We will be retreating into a lot more self-censorship if the pansified Western media doesn't man up and decide to disburse the risk so they can't kill one small, little French satirical magazine. They've gotta kill all of us.
Instead, as in 2005, The New York Times et al shrank back. As I also observed to Megyn that night:
I see all these teary candlelit vigils and everyone suddenly claiming to be for freedom of speech. I think a consequence of this is a lot of people will retreat even further into self-censorship.
And so, after a similar but fortunately less bloody attack in Texas, virtually the entire American media decided to blame the victim and took it as read that Islam now has an opt-out from the First Amendment. You can't fence off Islam and contain the damage to freedom of speech: the decision to surrender it incrementally leads inevitably to its total loss. On the day of his murder, I quoted the words of Stéphane "Charb" Charbonnier, Laurent Sourisseau's predecessor as Charlie editor, from two years earlier:
It may seem pompous, but I'd rather die standing than live on my knees.
It's not pompous, but it is lonely. And the slippery, weaselly nature of the post-bloodbath support told Charlie Hebdo it was only going to get lonelier. It's hard standing on your feet when everyone else with the #JeSuisCharlie buttons is on their knees, bottoms in the air, prostrate before the fanatics. And so Charb's successor has opted to live on his knees.
#JeSuisCharlie? Even Charlie isn't Charlie now.

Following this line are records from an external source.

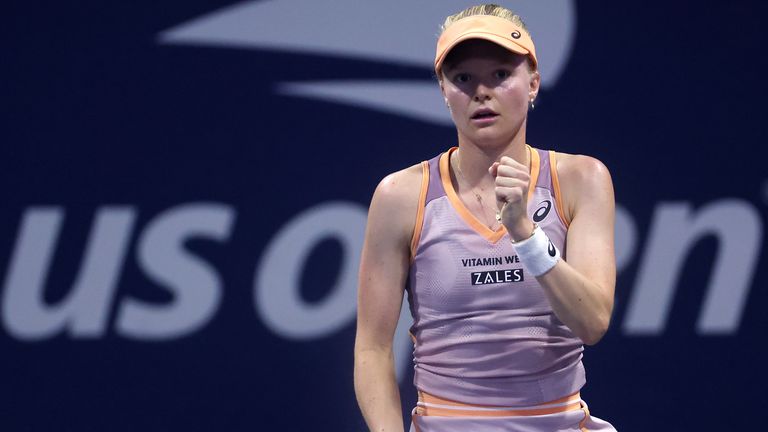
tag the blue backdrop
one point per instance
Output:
(185, 186)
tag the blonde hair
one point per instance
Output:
(485, 9)
(490, 10)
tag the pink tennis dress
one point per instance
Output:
(490, 354)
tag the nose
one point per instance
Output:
(482, 93)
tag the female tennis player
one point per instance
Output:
(506, 251)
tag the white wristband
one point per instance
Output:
(537, 253)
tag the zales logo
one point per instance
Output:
(197, 289)
(497, 276)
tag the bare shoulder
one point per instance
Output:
(583, 179)
(395, 203)
(580, 169)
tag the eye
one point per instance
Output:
(461, 78)
(502, 73)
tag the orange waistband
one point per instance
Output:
(430, 405)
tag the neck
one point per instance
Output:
(474, 160)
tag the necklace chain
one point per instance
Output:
(478, 197)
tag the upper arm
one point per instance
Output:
(587, 192)
(385, 259)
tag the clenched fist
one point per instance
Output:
(512, 180)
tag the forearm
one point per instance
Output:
(581, 304)
(377, 391)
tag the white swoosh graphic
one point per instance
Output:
(420, 100)
(394, 31)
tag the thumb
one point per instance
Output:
(493, 170)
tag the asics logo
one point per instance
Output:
(542, 211)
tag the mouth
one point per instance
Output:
(484, 114)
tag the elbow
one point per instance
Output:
(595, 332)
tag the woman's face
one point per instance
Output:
(488, 89)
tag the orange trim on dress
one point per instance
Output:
(556, 186)
(535, 167)
(420, 210)
(430, 405)
(458, 205)
(583, 423)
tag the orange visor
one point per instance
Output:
(498, 30)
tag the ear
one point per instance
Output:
(535, 84)
(442, 90)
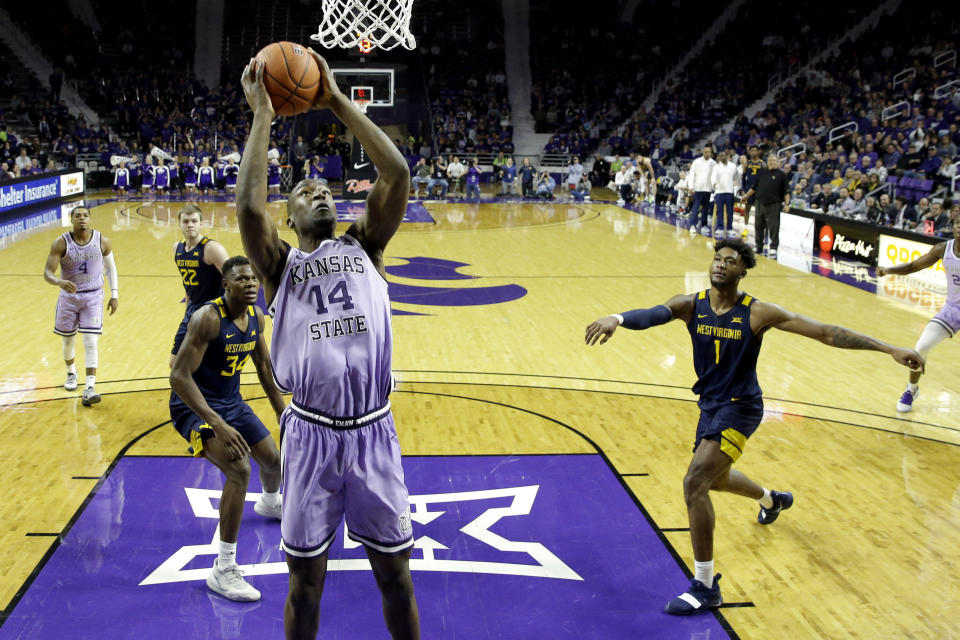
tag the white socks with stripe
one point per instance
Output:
(703, 571)
(228, 555)
(767, 500)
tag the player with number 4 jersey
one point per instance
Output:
(947, 321)
(727, 326)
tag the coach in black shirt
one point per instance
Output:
(773, 192)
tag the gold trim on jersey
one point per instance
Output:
(196, 440)
(732, 443)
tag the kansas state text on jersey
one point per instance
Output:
(332, 337)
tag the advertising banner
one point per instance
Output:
(360, 174)
(23, 194)
(895, 251)
(71, 184)
(843, 240)
(796, 241)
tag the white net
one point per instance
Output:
(367, 24)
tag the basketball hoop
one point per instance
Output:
(366, 24)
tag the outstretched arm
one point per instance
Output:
(204, 326)
(261, 242)
(387, 202)
(926, 260)
(678, 307)
(261, 360)
(766, 316)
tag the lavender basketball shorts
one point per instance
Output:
(342, 468)
(82, 310)
(948, 318)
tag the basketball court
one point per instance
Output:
(545, 476)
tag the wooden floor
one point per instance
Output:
(869, 551)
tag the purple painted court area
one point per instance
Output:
(507, 547)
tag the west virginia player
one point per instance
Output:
(200, 261)
(207, 410)
(727, 326)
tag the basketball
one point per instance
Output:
(291, 76)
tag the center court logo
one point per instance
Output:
(496, 554)
(826, 238)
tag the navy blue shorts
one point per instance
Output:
(195, 431)
(182, 329)
(730, 425)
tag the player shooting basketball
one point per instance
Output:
(726, 326)
(332, 348)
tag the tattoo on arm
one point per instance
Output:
(846, 339)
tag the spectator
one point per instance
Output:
(508, 181)
(455, 171)
(300, 152)
(772, 197)
(931, 164)
(23, 160)
(473, 179)
(583, 189)
(700, 179)
(438, 177)
(726, 176)
(905, 216)
(622, 180)
(545, 186)
(574, 173)
(527, 175)
(421, 175)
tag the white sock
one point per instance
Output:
(228, 555)
(703, 571)
(270, 499)
(767, 500)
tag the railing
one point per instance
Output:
(786, 150)
(904, 76)
(945, 58)
(945, 89)
(894, 110)
(843, 131)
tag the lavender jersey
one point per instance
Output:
(332, 336)
(83, 264)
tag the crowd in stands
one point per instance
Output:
(586, 80)
(464, 65)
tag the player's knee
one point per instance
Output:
(238, 470)
(695, 484)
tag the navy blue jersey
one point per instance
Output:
(218, 376)
(725, 355)
(202, 282)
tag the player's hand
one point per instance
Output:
(232, 441)
(602, 327)
(253, 88)
(328, 84)
(908, 358)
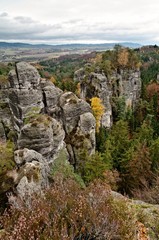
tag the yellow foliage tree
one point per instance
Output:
(53, 80)
(78, 89)
(98, 110)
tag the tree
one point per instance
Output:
(123, 57)
(98, 110)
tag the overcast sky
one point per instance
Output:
(79, 21)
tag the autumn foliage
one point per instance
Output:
(98, 110)
(67, 212)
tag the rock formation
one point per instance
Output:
(124, 84)
(42, 121)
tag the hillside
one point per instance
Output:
(81, 133)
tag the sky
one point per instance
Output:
(84, 21)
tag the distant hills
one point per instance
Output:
(69, 46)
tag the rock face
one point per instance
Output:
(125, 84)
(45, 121)
(79, 125)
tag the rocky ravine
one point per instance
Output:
(124, 84)
(42, 120)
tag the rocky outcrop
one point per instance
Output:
(124, 84)
(46, 121)
(79, 125)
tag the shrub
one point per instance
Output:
(69, 213)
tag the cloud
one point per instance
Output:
(26, 29)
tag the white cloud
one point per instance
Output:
(79, 21)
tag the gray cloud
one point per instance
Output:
(14, 28)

~I have no particular urge to die standing, but I really don't want to live in the world this malign alliance of Islamic imperialists and hollow western appeasers is building for us. So we must resist it on all fronts. I'll be in Copenhagen for the tenth anniversary of the Mohammed cartoons, regretting absent friends but happy to be in the company of Flemming Rose, the editor who commissioned the original Motoons, as well as Douglas Murray and Henryk Broder. You can go here for more details about the event, and email here for tickets. There's no need to write to them in Danish: the Danes speak better English than most English-speaking countries. Nonetheless, a few readers have complained about the Danish lingo at their website, so I'm happy to provide an English translation as follows:
International Conference: The Danish Mohammed Cartoon Crisis in retrospect
Date: 1pm-4.30pm September 26th 2015
Place: Landsting Hall at Christiansborg (the Danish Parliament)
Entrance fee: 100 krone - or, for members of the Free Press Society, 75 krone
One hundred krone sounds a lot, particularly if you say it like Doctor Evil. But it's about 15 bucks US or ten quid in sterling.

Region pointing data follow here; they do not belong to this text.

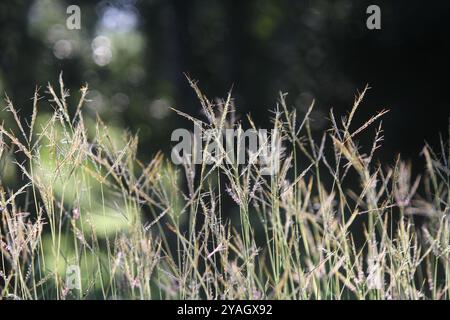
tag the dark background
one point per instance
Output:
(314, 49)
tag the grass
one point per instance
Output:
(331, 223)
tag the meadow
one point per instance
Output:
(90, 220)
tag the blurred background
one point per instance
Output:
(133, 55)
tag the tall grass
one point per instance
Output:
(330, 223)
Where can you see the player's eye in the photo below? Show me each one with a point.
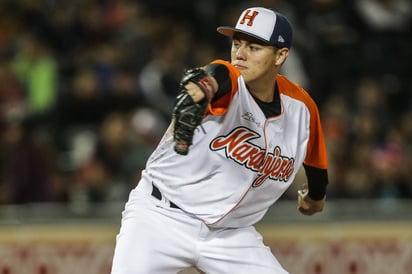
(235, 45)
(254, 48)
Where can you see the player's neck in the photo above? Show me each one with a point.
(263, 92)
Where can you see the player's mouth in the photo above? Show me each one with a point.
(239, 67)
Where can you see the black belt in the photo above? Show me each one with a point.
(158, 195)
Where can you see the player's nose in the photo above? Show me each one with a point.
(240, 53)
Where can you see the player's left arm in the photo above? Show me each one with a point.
(312, 197)
(198, 88)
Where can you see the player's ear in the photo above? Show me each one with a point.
(280, 56)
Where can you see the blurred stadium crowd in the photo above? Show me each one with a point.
(87, 88)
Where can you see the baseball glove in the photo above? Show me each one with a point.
(187, 114)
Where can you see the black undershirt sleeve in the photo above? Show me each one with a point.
(317, 182)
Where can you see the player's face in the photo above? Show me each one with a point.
(254, 60)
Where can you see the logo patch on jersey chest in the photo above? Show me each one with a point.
(238, 147)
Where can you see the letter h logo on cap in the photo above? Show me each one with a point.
(249, 17)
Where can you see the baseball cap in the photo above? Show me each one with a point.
(269, 26)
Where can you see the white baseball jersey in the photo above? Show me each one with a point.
(240, 162)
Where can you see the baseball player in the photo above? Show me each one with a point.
(239, 133)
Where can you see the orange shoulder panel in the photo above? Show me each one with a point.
(220, 106)
(316, 155)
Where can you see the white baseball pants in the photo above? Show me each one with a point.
(157, 239)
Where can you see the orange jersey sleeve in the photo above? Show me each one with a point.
(316, 155)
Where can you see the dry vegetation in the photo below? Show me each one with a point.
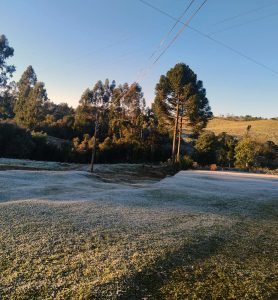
(261, 130)
(197, 235)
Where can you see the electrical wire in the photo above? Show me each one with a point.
(172, 28)
(180, 32)
(245, 23)
(245, 13)
(207, 36)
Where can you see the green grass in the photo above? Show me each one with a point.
(261, 130)
(165, 241)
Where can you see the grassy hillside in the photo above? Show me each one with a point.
(261, 130)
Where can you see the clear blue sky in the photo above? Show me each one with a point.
(73, 43)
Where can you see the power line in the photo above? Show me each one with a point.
(147, 69)
(245, 23)
(172, 28)
(212, 39)
(180, 32)
(245, 13)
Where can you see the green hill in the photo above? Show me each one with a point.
(261, 130)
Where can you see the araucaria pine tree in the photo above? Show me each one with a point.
(181, 96)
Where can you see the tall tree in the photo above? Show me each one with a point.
(6, 72)
(179, 94)
(31, 96)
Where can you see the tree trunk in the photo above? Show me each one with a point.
(94, 147)
(179, 141)
(175, 132)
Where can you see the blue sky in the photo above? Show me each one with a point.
(71, 44)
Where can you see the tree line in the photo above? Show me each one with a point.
(114, 120)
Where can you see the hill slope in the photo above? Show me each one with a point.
(261, 130)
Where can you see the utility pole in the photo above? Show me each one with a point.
(94, 145)
(179, 140)
(175, 131)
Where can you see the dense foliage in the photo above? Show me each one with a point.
(126, 130)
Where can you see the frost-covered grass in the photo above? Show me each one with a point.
(196, 235)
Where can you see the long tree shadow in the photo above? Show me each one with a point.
(147, 283)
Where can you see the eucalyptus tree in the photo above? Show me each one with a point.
(31, 97)
(6, 72)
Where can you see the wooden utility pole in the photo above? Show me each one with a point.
(94, 145)
(175, 131)
(179, 141)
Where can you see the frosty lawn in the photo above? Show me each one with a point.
(197, 235)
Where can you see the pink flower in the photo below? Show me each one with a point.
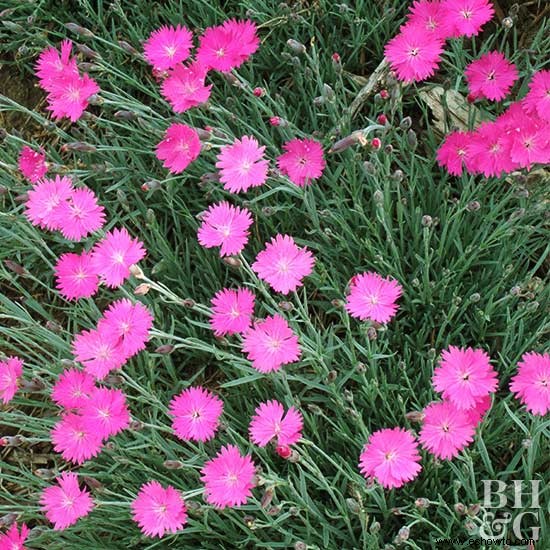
(302, 161)
(454, 153)
(179, 148)
(488, 153)
(227, 46)
(105, 412)
(80, 215)
(12, 539)
(531, 384)
(446, 430)
(73, 388)
(168, 46)
(65, 503)
(75, 439)
(468, 16)
(184, 88)
(131, 322)
(75, 276)
(270, 344)
(491, 76)
(268, 423)
(32, 164)
(196, 414)
(114, 254)
(430, 17)
(391, 457)
(537, 101)
(283, 264)
(158, 510)
(478, 411)
(100, 351)
(53, 65)
(225, 226)
(228, 478)
(414, 54)
(45, 198)
(232, 311)
(373, 297)
(464, 376)
(10, 370)
(70, 94)
(242, 165)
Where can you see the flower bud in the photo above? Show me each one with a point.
(165, 349)
(284, 451)
(136, 271)
(77, 29)
(295, 46)
(376, 143)
(79, 146)
(142, 289)
(173, 464)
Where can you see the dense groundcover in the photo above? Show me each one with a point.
(470, 253)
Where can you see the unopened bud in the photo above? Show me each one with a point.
(126, 115)
(427, 221)
(77, 29)
(128, 48)
(15, 267)
(142, 289)
(415, 416)
(79, 146)
(165, 349)
(173, 464)
(405, 123)
(376, 143)
(232, 261)
(412, 139)
(136, 271)
(284, 451)
(295, 46)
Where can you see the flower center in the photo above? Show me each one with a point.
(170, 51)
(118, 257)
(273, 344)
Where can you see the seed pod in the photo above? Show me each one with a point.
(77, 29)
(142, 289)
(165, 349)
(173, 464)
(87, 51)
(295, 46)
(128, 48)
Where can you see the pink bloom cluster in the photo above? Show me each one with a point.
(518, 138)
(466, 380)
(68, 91)
(14, 538)
(415, 53)
(55, 204)
(93, 413)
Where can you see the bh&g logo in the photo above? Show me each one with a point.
(495, 496)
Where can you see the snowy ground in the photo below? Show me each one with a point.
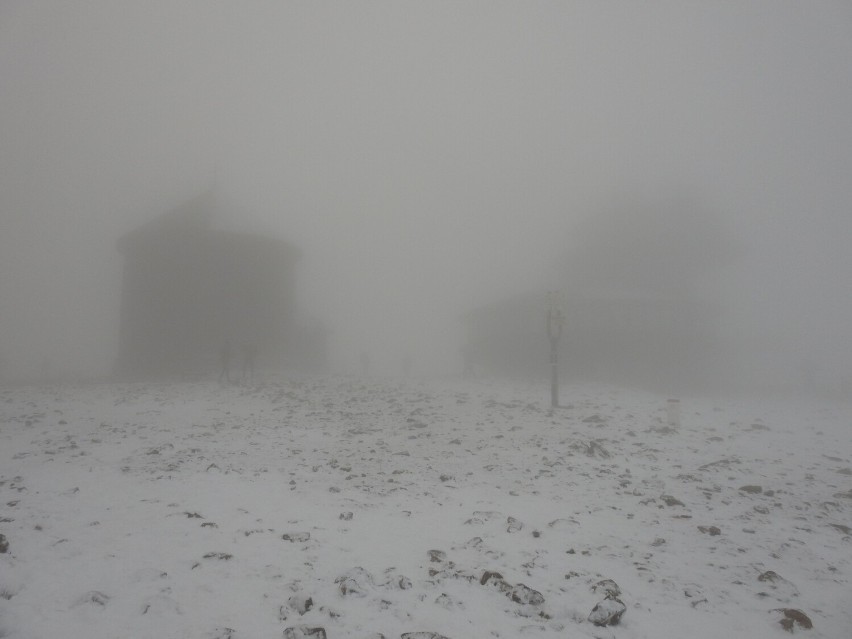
(192, 510)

The Free Press Society marks the tenth anniversary of the Mohammed cartoon crisis with four international activists for freedom of expression.
They are among the most eloquent and staunch defenders of freedom of speech and come from, respectively, England, the United States, Germany and Denmark.
The Free Press Society gives you the opportunity to experience them all together in one afternoon:
Briton Douglas Murray, Canadian-American Mark Steyn, German Henryk Broder and finally the editor behind the Mohammed cartoons, Flemming Rose.
Even in times that try men's souls, I always have fun with my Danish chums, so, if you're fleeing Malmö, jump on a train and do swing by.
~PS re that Malmö story, notice the evasive formulation employed here:
The Rosengård suburb which has a reputation for violence and gang related crimes.
Hmm. What else does Rosengård have a reputation for? Mosques? Burqas? Something beginning with I- and ending in -slam? Ah, but the great thing about living on your knees is how quickly you get used to not noticing anything in front of your eyes.